For increasing shares, we get \(\frac{\partial {\tilde{Q }}_{M}^{T}}{\partial s}=\frac{22932\alpha }{17{\left(130-49s\right)}^{2}}>0\), and \(\frac{\partial {\tilde{Q }}_{M}^{O}}{\partial s}=-\frac{16848\alpha }{17{\left(130-49s\right)}^{2}}<0\), while \(\frac{\partial {\tilde{v }}_{M}}{\partial s}=\frac{4212{\alpha }^{2}(34s-169)}{17{\left(130-49s\right)}^{3}}>0\). As the demand parameter \(\alpha\) is still a multiplicative factor, demand slumps lower equilibrium figures.
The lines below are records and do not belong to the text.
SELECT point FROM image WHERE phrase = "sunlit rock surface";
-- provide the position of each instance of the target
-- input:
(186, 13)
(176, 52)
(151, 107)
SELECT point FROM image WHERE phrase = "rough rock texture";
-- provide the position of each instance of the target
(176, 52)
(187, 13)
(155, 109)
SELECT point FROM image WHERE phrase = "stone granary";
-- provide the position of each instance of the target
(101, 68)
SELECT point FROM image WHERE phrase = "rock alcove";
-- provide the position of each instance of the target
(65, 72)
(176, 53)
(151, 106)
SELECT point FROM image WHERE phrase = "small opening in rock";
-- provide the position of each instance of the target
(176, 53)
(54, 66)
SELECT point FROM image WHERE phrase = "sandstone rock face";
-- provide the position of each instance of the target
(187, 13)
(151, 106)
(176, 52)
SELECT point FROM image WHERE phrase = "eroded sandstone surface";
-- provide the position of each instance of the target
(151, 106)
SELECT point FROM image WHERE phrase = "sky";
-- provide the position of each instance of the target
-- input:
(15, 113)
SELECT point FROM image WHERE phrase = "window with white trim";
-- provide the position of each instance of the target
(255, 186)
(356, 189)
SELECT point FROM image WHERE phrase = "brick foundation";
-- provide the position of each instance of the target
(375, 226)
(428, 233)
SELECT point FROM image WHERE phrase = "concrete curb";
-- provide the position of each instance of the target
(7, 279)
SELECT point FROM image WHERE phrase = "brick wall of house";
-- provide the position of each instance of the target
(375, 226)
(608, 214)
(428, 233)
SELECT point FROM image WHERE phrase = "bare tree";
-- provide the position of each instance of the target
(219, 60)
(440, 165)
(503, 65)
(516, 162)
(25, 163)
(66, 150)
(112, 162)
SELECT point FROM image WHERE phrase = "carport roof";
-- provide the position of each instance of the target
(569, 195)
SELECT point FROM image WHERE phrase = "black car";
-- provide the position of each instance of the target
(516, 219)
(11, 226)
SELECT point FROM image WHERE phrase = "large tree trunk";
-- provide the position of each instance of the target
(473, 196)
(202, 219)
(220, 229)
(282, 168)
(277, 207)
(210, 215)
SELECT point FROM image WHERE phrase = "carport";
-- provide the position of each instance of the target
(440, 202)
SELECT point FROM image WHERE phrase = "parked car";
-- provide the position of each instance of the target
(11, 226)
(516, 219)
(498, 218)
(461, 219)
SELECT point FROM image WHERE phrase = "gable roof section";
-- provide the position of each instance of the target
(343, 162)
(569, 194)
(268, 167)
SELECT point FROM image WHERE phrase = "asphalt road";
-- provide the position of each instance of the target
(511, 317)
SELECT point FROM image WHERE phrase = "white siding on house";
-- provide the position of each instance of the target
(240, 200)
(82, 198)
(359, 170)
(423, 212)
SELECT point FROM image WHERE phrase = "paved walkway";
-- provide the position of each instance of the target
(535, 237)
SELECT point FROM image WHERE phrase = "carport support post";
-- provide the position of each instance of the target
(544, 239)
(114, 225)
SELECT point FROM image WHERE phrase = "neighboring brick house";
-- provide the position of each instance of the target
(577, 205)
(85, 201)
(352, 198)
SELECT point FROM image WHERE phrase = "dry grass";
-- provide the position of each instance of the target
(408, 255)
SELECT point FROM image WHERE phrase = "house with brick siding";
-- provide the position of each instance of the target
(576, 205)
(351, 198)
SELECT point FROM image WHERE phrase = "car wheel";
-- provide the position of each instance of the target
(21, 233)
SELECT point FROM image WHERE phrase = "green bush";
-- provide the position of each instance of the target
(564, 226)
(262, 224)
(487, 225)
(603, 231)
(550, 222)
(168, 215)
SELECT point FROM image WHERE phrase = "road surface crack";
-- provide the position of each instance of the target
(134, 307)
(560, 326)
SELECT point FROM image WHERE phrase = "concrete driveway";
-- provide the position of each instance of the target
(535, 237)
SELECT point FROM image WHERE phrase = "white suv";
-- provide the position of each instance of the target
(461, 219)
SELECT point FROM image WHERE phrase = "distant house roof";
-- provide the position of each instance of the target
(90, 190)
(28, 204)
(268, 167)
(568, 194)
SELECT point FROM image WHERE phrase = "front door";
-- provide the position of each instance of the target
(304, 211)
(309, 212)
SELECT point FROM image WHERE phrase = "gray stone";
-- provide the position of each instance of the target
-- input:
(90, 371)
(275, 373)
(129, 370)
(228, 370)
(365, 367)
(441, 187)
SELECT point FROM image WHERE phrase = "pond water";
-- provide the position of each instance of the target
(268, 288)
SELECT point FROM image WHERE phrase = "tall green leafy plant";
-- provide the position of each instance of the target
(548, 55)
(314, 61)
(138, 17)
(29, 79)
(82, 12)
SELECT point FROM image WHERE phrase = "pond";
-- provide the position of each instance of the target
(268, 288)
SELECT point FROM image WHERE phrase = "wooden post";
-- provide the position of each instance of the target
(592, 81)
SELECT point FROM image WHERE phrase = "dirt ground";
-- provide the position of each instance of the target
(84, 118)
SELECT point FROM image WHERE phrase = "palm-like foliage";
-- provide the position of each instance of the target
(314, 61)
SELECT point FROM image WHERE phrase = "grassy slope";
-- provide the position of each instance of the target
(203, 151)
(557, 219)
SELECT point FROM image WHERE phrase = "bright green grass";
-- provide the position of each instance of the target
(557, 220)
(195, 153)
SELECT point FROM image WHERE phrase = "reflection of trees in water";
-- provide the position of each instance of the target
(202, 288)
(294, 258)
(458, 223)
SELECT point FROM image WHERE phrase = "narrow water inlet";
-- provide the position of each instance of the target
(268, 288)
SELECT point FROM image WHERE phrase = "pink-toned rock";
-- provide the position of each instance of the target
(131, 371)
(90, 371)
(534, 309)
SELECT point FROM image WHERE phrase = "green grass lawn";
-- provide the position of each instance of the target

2.7 B.7 Proof of Proposition 2

The difference between post- and pre-merger joint gross profits yields \(\Delta {\tilde{v }}_{M}\triangleq {\tilde{v }}_{M}-\left({\tilde{v }}_{A}+{\tilde{v }}_{B}\right)=\frac{{\alpha }^{2}\left(60747363848{s}^{8}-977672670496{s}^{7}+5800298902181{s}^{6}-18009144958440{s}^{5}+33882162787242{s}^{4}-40546961704656{s}^{3}+31256784217800{s}^{2}-14439729189600s+3310087809600\right)}{68{\left(67130{s}^{4}-678488{s}^{3}+1903065{s}^{2}-1866420s+900900\right)}^{2}}\) which is a positive function for any s. Analysing the sensitivity to demand shocks, we check that \(\frac{\partial \stackrel{\sim }{\delta }}{\partial s}<0\), implying that a stronger integration reduces the sensitivity to demand shocks. As for the comparison between throughputs, we prove that \({\tilde{Q }}_{M}^{T}-{\tilde{Q }}_{M}^{O}=\frac{18\alpha s}{\left(130-49s\right)}>0\), so more TEUs are handled at the integrated terminal. Overall, \(\Delta {\tilde{Q }}_{M}\triangleq {\tilde{Q }}_{M}-\tilde{Q }=\frac{3\alpha \left(16456{s}^{4}+110015{s}^{3}-396912{s}^{2}+380268s-171600\right)}{17\left(67130{s}^{4}-678488{s}^{3}+1903065{s}^{2}-1866420s+90090\right)}<0\) for any s.